I’ve recently stumbled into a way of describing mid-range planning with a few teams which combines the language of feature injection, fidelity and story-mapping. As it seems to have been a successful way of communicating how to think about the strategic approach to incrementing and iterating through the work, I thought it would be worth writing down. Before I get into the combination, first an overview of what I mean my feature injection, fidelity and story-mapping.
Liz Keogh has written a nice summary of Feature Injection. The main take-away is the language around starting with high level needs before working down to low level solutions.
Vision > Goals > Capabilities > Features > Scenarios > Stories
The key levels that I find valuable are those of capabilities and features leading scenarios and stories. I have noticed that I swap scenarios and stories around compared to Liz. I tend to think of scenarios as being detailed examples of stories rather than stories being the detailed description of scenarios. Something to talk to Liz about next time I see her. Either way, the approach is to start with a high level, more impact-based understanding, and gradually inject more granularity until you get to the actual output you want.
I first wrote about fidelity a couple of years back. I draw it differently now so here’s an updated description.

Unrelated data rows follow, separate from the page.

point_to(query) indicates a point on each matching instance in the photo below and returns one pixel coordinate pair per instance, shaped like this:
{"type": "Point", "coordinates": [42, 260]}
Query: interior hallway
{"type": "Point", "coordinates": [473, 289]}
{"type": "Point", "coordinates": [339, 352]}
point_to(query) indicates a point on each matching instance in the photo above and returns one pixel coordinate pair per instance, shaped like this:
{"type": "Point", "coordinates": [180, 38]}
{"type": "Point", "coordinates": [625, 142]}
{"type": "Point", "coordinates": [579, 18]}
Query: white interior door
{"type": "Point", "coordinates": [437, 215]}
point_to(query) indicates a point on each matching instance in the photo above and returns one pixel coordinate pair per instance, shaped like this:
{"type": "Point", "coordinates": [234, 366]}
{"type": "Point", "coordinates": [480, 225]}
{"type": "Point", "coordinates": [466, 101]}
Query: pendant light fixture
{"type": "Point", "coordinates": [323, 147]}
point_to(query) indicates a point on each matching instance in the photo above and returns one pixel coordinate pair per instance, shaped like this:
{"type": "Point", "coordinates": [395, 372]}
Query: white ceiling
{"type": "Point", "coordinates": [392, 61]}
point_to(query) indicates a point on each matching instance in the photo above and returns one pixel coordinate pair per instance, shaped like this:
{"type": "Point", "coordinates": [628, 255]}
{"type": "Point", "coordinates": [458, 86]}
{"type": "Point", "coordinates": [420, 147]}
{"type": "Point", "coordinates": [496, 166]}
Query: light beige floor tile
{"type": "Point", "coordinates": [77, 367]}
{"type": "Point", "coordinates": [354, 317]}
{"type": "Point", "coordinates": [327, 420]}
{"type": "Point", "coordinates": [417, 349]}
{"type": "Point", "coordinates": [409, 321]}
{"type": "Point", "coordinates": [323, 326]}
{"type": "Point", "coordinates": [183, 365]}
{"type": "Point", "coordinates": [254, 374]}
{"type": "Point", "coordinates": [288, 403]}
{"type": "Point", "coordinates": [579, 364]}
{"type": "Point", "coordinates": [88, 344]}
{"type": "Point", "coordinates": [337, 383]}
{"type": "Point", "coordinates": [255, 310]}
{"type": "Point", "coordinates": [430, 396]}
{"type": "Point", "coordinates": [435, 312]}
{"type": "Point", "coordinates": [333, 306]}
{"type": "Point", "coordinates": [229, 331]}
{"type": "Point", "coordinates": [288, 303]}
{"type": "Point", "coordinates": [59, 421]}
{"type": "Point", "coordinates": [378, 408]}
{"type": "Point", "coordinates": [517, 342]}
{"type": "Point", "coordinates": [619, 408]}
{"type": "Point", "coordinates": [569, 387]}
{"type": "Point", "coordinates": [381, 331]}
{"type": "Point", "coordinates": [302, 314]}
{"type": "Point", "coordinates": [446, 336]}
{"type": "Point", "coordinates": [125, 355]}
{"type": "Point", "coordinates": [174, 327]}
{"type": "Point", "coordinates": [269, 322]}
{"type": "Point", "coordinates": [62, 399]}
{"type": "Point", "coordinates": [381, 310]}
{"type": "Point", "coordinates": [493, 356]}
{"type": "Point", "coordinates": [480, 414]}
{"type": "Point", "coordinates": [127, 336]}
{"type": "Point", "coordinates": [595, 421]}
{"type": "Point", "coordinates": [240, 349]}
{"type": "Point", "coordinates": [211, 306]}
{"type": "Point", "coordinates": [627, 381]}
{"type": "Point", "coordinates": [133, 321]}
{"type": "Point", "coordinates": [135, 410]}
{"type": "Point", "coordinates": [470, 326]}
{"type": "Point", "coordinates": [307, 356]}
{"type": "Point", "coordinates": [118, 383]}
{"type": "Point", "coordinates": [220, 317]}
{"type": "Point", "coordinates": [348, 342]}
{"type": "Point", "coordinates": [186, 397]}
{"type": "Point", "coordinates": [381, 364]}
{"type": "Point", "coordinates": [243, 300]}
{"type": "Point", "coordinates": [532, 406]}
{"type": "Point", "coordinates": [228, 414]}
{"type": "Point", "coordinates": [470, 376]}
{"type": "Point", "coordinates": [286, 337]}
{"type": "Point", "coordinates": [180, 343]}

We regularly refer to vertical-slicing with agile approaches, where the vertical-slices are functional pieces which cut through the horizontal architectural layers.
I find that teams who use vertical slicing, still often tend to increment the vertical slices so that they risk ending up with a product which is built up of vertical slices, yet still only 90% complete.
One way I describe avoiding this is to make each slice thinner, and spread the slices across the overall scope before going back an filling in the gaps. Each thinner slices is a low-fidelity slice, and filling in the gaps increases the fidelity.
Another way is to think of it, using a similar 3-d approach to my original post, is for the depth dimension to represent fidelity. Thus the first pass across the vertical-slices is a very shallow-fidelity one, and further passes increase the depth of the fidelity axis.
Given that we are now slicing across the depth dimension, and depth gives us perspective, I’m thinking of calling this “perspective slicing”. Each slice gives a different perspective of the whole system.
I’ve also found the term fidelity useful just from a conversational aspect. Simple discussing what fidelity means for a particular product or service, and how it is different from quality, raises some good awareness of the approach. In particular, that a low-fidelity solution (e.g. one which has a basic interface or low robustness) can and should be high-quality (e.g. have a clean design and be sufficiently tested).
Jeff Patton best describes the technique he calls story mapping in his own article. Essentially its a way of adding more context to a backlog by visualising both the breakdown of work from large user activities down to small user sub-tasks and task details, the relative necessity of those sub-tasks and details, and the overall relationships between the large user activities. The story map is used to focus on starting to build an early walking skeleton of the whole product or system.
Combining the Ideas
The combination of feature injection, fidelity and story mapping ideas isn’t really anything ground-breaking, or spectacularly new. In fact Jeff Patton’s description of what he calls a release readiness assessment is very similar. The way I do it is to use the feature injection language of capabilities and features to describe the higher levels of the story-map, replacing what Jeff describes as activities and tasks. Jeff’s sub-tasks or task details then become stories or scenarios and they are ordered by increasing fidelity rather than necessity. Thus the walking skeleton is a low fidelity perspective slice across all the capabilities and features of the solution. Further iterations increase the fidelity with further perspective slices.
Let me know what you have done which is similar or different!